Cephisodotus the Elder
Quick Facts
Biography
Cephisodotus or Kephisodotos (Greek: Κηφισόδοτος, flourished about 400 - c. 360 BC) was a Greek sculptor, perhaps the father or an uncle of Praxiteles, one of whose sculptor sons was Cephisodotus the Younger.
The one noted work of his was Eirene (Peace) bearing the infant Ploutos (Wealth), ca 380-370 BC, of which a Roman point copy exists at the Glyptothek, Munich (illustration, right) and fragments in various collections. The Eirene, commissioned by the city of Athens and set up on the Areopagus, was attributed to Cephisodotus by Pausanias in the 2nd century AD.
Cephisodotus also made, as did his son, a figure of Hermes carrying the child Dionysus, unless indeed ancient critics have made two works of one.
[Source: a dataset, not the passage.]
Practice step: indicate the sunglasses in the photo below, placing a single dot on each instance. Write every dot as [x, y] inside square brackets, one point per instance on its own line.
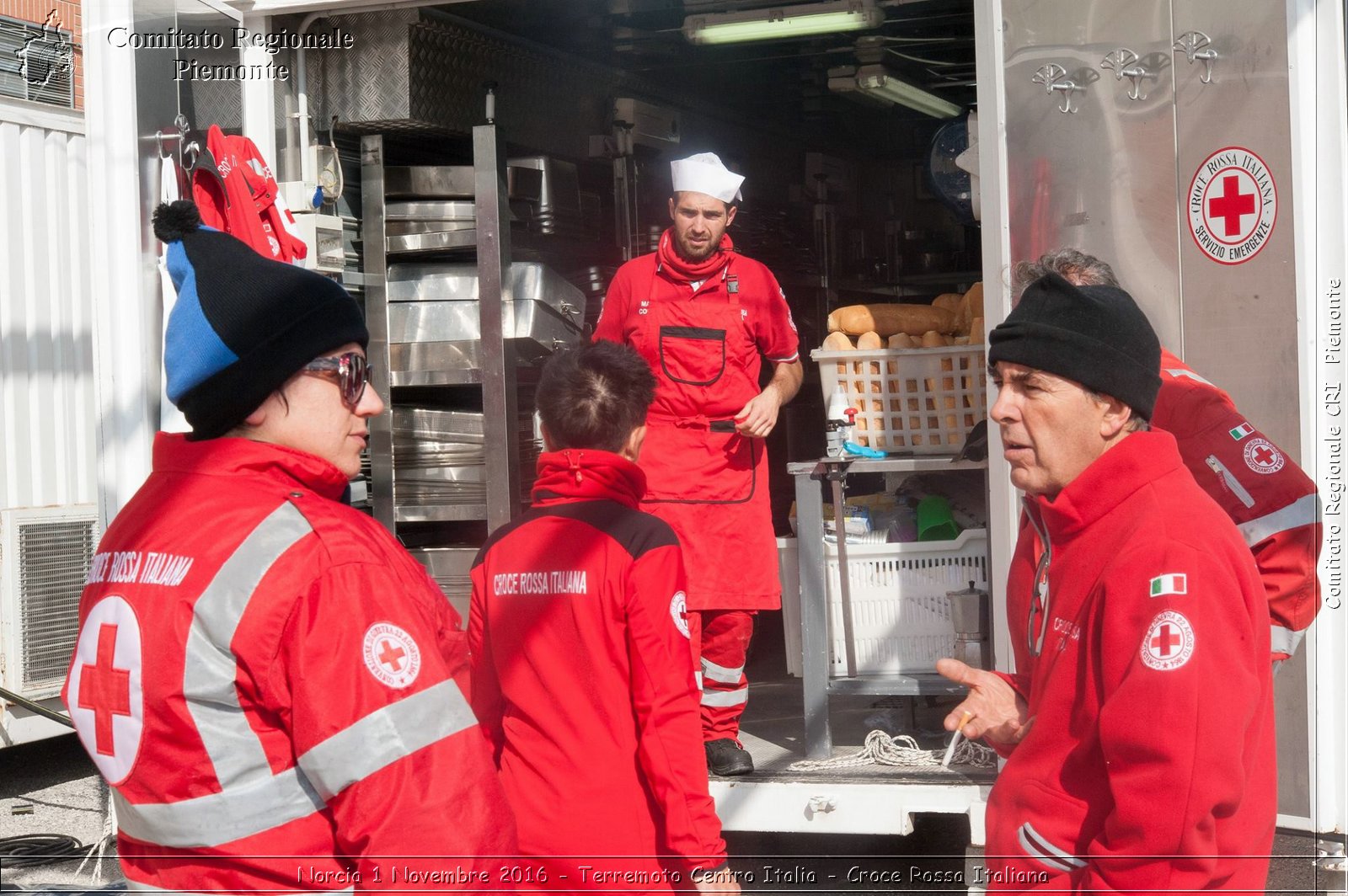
[352, 372]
He made certain statues for the city of Megalopolis, founded by Epaminondas in 369 BC; Pausanias noted them in the principal temple there in the 2nd century AD.
Two heads that were long thought to be feminine and inserted in female busts, one formerly in the Lansdowne collection and the other in the Massarenti collection, Rome, now recognized to be of Apollo, were attributed to Cephisodotus by Dorothy Kent Hill in 1974.